II. POURQUOI LA THÉORIE DE LA COMMUNISATION
EST UNE "THÉORIE COMMUNISTE" DE MERDE

II 1. Théorie Communiste (RS/TC), se fout du communisme
Célanie, la cheminote rouge : « Alors, comme ça, Alfonce, tu t'en fous, du communisme ? - Mais pas du tout, t'as rien compris ! C'est pas parce que je pense que la fin du capitalisme ne pourra pas venir d'une révolution prolétarienne, et même que toute l'histoire des sociétés ne se réduit pas à la lutte des classes comme Marx dans le Manifeste, que je me fous du communisme. T'en veux un qui s'en fout et le clame ? le voilà, dans toute sa splendeur de Savant de Marseille. »
Roland Simon a écrit:Le communisme, on s'en fout, ce qui compte c'est la lutte des classes. Et ça, tu es dedans. Très tôt, dans le replis après 68, plein de copains, la perspective communiste disparaissant, ont dételé. Je me suis aperçu que, finalement, le communisme je m'en fous. Tous ces gens qui étaient orphelins du communisme, ça va finalement théoriquement avec mes critiques de toutes les normes, du normativisme, ce qui compte c'est la lutte de classes et, dans cette société, tu es dedans.
entretien avec Lola Miesserof, Voyage en outre-gauche, paroles de francs tireurs des années 68, 2018
« "franc" tireur ? Roland Simon ! Plutôt le type qui n'aura cessé, douze ans durant, de me tirer dans le dos, comme à d'autres avant, qui n'avait pas "dételé" et ne se foutaient pas comme lui du communisme, qu'ils croient au devenir révolutionnaire de la lutte des classes, ou pas, comme moi. Alors maintenant le Pape de "Théorie Communiste", sic de nom modeste, cherche sa "lutte des classes" au moindre soubresaut social, tiens revoilà les Gilets jaunes... »
Roland Simon a écrit:Nous avons affaire tout simplement à un mouvement de classe, à la lutte de classe. Est-ce que nous avons demandé en 1995, en 2003, en 2005 (banlieues), 2006 (CPE), 2010 (Retraites), 2016 (loi travail), etc. comment ces mouvements allaient “abolir la propriété privée” “pratiquer l’emparement et ouvrir la voie à la communisation…” ? Il est important de critiquer ce type de discours hyperboliques (et je l’ai fait) qui pouvaient également exister dans les mouvements précédents. Mais, maintenant il faudrait enfin (perso je suis resté longtemps dans l’expectative), tout simplement, voir la lutte de classe dans ce qu’il se passe. La lutte de classe est quelque chose de très simple, c’est d’abord et avant tout une réaction et une lutte contre l’injustice et les inégalités sans présupposer la révolution et le communisme.
« Le tour est joué, de passe passe de ce qui se passe en vérité, qui ne va pas du tout dans le sens d'un prolétariat révolutionnaire. En tant que classe ouvrière, c'est le grand absent de ces trois mois d'une lutte très faible en nombre, moins de 1% de la population a manifesté, sur-médiatisée et dramatisée à dessein par les violences policières du pouvoir : le grand absent de cette lutte entre classes est la classe ouvrière des usines, pas de grèves, et ceux d'en-bas du bas, les chômeurs, migrants, non Blancs des quartiers populaires...

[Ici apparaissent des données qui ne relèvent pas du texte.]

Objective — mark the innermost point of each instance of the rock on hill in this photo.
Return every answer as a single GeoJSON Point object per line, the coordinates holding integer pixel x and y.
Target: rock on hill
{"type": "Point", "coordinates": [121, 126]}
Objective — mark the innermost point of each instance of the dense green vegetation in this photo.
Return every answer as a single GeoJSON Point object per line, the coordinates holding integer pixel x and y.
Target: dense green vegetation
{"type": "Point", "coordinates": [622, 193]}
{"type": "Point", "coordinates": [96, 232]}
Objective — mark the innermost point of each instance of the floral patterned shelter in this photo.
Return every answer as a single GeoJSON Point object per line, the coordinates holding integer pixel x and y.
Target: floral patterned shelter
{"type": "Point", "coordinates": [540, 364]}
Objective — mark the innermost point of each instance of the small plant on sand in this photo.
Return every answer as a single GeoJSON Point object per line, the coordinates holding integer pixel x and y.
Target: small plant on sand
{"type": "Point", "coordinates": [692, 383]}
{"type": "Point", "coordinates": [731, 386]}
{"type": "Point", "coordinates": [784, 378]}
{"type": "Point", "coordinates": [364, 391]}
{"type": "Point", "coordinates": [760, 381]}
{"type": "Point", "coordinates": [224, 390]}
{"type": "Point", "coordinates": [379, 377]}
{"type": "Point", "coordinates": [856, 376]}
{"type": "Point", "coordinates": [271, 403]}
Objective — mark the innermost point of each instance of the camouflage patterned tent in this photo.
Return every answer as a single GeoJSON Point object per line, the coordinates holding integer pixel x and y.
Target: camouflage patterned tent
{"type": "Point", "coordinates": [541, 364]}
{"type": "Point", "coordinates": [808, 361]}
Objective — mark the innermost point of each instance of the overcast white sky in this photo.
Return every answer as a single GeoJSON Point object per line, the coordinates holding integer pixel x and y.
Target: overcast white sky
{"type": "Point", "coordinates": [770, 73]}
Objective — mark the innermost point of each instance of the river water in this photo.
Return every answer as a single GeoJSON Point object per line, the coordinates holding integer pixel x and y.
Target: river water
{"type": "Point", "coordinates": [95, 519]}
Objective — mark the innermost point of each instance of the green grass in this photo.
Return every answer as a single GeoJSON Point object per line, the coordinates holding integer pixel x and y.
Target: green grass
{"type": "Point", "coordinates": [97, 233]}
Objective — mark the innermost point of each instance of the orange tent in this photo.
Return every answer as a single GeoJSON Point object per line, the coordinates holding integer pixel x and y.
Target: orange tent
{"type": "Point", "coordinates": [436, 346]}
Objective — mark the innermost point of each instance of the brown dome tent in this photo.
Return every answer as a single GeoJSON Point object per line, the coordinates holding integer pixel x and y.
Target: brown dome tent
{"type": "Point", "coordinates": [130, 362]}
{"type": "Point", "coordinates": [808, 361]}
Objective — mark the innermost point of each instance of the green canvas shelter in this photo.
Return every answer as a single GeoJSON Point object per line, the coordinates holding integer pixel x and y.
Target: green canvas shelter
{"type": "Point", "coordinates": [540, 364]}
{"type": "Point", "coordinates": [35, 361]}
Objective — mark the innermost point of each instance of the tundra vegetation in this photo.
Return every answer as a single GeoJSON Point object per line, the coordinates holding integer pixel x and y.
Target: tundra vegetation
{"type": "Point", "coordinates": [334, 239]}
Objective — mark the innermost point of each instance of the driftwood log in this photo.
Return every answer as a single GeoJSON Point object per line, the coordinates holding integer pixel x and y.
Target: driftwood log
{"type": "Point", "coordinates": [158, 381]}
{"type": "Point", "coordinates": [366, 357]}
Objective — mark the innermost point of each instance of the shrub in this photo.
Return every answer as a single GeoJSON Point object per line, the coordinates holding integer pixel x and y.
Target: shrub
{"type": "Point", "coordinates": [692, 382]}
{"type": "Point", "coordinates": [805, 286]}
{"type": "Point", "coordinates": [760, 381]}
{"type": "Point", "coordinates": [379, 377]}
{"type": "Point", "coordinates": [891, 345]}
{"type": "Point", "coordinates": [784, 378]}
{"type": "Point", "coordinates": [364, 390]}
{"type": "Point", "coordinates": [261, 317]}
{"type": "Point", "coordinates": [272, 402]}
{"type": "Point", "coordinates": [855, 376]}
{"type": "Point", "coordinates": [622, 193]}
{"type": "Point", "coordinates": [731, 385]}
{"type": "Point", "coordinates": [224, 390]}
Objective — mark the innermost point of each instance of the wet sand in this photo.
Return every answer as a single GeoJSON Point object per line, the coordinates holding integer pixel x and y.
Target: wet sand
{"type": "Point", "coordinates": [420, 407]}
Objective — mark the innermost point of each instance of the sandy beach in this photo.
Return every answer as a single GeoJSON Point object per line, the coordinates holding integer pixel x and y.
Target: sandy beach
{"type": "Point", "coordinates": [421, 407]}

Célanie : Pas besoin t'énerver, je suis d'accord, chez nous, à l'atelier de maintenance de Clichy, il n'y avait de gilet jaune que le mieux payé, notre chef citoyen "de gauche" Gabriel et mien "frère de couleur"... Mais dis-moi un truc, ton type, là, il dit bien qu'il critique "toutes les normes" et que "la lutte de classe est quelque chose de très simple, c’est d’abord et avant tout une réaction et une lutte contre l’injustice et les inégalités sans présupposer la révolution et le communisme." ? »

- Si, mais qu'est-ce que ça vaut, concernant sa théorie, puisque son noyau dur non questionné, c'est la révolution communiste par le prolétariat ? Il a la lucidité de ne pas la voir venir mais pas celle de dire que c'est le prolétariat qui se fout de son concept théorique et de sa révolution de papier. Sa théorie s'effondre, mais pour ne pas admettre que c'est dans la foi son idéologie, il ruse en attendant la suite... »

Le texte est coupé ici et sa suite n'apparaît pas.